Они затрясли головами в унисон.
– Мы до сих пор не видели вашу жену в церкви, мистер МакКензи, – миссис Огилви пригвоздила его тусклым взглядом.
Что ж, он ожидал этого. Можно было выиграть немного времени, сказав: «Ах, ребенок был болен...», – но в этом не было смысла, и не стоило откладывать неизбежное.
– Нет, – с любезностью проговорил он, хотя его плечи непроизвольно напряглись. – Она католичка и была на мессе в Святой Марии в воскресенье.
Квадратное лицо миссис Огилви от изумления вытянулось и превратилось в кратковременный овал.
– Ваша жена папистка? – спросила она, давая ему шанс исправить очевидный бред, который он только что произнес.
– Так и есть. С рождения, – Роджер слегка пожал плечами.
За этим признанием последовала относительно непродолжительная беседа. Короткий взгляд на Джема и резкий вопрос, ходит ли он в воскресную школу, резкий вдох после услышанного ответа и буравящий пристальный взгляд, брошенный на Роджера перед тем, как они ушли.
– Ты хочешь, чтобы я перешла в протестантизм? – требовательно спросила Бри в продолжение спора. И это был вызов, а не предложение.
Ему внезапно и отчаянно захотелось попросить ее сделать именно это – просто, чтобы посмотреть, поступит ли она так из любви к нему. Но религиозная совесть никогда бы ему этого не позволила, а еще больше помешала бы это сделать совесть любящего человека. Ее мужа.
Хантли-стрит внезапно перешла в Бэнк-стрит, и загруженные пешеходами торговые окрестности исчезли. Он миновал небольшой мемориальный скверик, устроенный в память о службе медсестер во время Второй Мировой войны и, как всегда, подумал о Клэр. Хотя в этот раз с меньшим восхищением, чем обычно.
«А что бы ты сказала?» – подумал он. Но и так чертовски хорошо знал, что она сказала бы, или, как минимум, чью сторону приняла бы в этом вопросе. Сама Клэр не задерживалась в статусе «матери на полное время», не правда ли? Она пошла учиться в медицинскую школу, когда Брианне было семь. И папа Бри, Фрэнк Рэндалл, подставил плечо, хотел он того или нет.

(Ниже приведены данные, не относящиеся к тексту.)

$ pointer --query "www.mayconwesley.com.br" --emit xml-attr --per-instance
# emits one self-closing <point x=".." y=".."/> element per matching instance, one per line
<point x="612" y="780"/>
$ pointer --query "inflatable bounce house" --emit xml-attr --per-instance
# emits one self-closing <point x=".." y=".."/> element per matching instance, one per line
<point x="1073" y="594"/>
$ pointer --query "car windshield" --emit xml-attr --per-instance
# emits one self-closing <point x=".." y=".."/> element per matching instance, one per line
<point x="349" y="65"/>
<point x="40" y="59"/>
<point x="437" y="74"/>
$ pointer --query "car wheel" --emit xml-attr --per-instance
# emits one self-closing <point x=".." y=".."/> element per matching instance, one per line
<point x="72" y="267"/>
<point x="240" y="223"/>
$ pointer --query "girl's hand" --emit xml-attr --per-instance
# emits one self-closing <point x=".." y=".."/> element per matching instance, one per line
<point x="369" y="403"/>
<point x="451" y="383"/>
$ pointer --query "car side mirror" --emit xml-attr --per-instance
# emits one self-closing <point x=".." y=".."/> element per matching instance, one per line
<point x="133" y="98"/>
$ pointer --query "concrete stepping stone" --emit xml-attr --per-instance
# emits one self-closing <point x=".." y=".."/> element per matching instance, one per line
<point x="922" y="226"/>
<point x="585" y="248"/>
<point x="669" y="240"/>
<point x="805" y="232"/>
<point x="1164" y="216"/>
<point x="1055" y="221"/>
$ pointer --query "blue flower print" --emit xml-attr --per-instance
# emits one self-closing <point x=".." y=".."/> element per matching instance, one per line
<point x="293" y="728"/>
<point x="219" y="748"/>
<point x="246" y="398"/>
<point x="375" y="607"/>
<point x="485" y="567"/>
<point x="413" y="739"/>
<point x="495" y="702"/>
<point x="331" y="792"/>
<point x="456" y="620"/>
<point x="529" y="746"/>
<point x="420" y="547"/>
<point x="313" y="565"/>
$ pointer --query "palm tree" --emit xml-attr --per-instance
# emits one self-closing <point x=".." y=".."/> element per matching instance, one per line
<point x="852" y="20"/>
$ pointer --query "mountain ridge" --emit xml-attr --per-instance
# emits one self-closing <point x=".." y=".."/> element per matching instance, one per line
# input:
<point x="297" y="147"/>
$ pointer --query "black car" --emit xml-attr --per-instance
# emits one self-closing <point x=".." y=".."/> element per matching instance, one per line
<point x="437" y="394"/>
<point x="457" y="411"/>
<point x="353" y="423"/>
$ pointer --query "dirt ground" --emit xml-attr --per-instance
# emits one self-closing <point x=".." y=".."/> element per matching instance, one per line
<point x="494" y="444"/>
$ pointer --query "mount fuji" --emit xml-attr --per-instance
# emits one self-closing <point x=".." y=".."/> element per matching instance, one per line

Роджер ненадолго замедлил шаги, размышляя. Ну, тогда неудивительно, что Бри думала...
Он миновал Свободную Северную церковь и слегка улыбнулся, подумав о миссис Огилви и миссис МакНил. «Они вернутся, – подумал он, – если я ничего не предприму по этому поводу». Ему была знакома разновидность такой непреклонной доброты. Боже милостивый, а если они услышат, что Бри вышла на работу и, по их разумению, бросила его с двумя маленькими детьми, они наперегонки будут бегать к нему с пастушьими пирогами и горячей выпечкой. «Это, возможно, не так уж и плохо», – подумал он, мечтательно облизнувшись. Вот только они же останутся, чтобы совать свои носы в работу его хозяйства, а пустить их на кухню Брианны – это станет не просто игрой с динамитом, а преднамеренным метанием бутылки с нитроглицерином в самое сердце его брака.
«Католики не верят в развод, – однажды сообщила ему Бри. – Мы верим в убийство. Всегда есть исповедь, в конце концов».